Você sugere que eu escolha o caminho, mas está difícil decidir. Pela esquerda, pela direita, pelo de sempre, nunca sei onde vai dar e, no entanto, nunca é uma grande surpresa. Queria rua nova, calçada larga, folhas de outono espalhadas no chão. Sigo em frente, é o que sei. Carrego as garras afiadas, mas não uso. Os amigos dos quais me despeço na curva e os quais reencontro no café da esquina. Os segredos de amor, tão bem guardados que nem sei onde estão. Minha nudez, escancarando marcas: cicatrizes de lutas passadas, as pintas dos meus antepassados, a postura de cansaço, o bronzeado da caminhada de ontem, as unhas roídas de nervoso, as olheiras depois daquele sonho ruim, o hematoma daquela topada na quina da mesa de quando saí apressada para aquele compromisso importantíssimo do qual nem me lembro mais.

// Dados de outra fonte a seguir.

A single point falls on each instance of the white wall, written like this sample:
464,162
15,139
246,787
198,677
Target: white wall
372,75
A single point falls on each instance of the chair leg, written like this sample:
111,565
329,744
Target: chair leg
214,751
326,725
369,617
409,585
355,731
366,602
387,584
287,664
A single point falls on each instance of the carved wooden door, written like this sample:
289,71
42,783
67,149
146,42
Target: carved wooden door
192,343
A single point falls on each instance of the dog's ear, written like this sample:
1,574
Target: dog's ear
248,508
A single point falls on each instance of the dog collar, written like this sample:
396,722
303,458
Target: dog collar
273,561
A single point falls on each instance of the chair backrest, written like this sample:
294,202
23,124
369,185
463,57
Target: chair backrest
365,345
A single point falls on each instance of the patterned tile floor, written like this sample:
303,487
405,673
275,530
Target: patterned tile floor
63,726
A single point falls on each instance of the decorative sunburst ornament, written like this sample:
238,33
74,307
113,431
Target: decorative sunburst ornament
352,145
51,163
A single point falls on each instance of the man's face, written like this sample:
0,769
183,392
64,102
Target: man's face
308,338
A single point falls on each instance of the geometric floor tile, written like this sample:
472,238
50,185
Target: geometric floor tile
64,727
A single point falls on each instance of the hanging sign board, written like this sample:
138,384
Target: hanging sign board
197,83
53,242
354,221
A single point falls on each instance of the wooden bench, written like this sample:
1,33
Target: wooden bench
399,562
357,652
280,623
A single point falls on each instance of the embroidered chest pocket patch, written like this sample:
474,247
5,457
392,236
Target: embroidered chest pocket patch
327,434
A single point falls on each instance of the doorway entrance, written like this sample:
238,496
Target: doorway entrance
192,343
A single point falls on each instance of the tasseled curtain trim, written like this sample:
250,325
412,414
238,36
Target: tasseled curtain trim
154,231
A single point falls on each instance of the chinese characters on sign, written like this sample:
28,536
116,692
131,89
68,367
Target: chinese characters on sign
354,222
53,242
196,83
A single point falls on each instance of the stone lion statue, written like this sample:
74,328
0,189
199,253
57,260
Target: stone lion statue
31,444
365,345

Os dentes cravados no meu ombro desde aquela noite que faz é tempo.
Eu sigo em frente, acho. Se depois da ponte for uma cidade a ser descoberta, se estiver andando em círculos, se na praça agora vendem churros, se taparam alguns buracos e podemos pedalar, se você estará lá. Se virando a esquina der de cara com um amor das antigas ou com aquele desgosto, não sei.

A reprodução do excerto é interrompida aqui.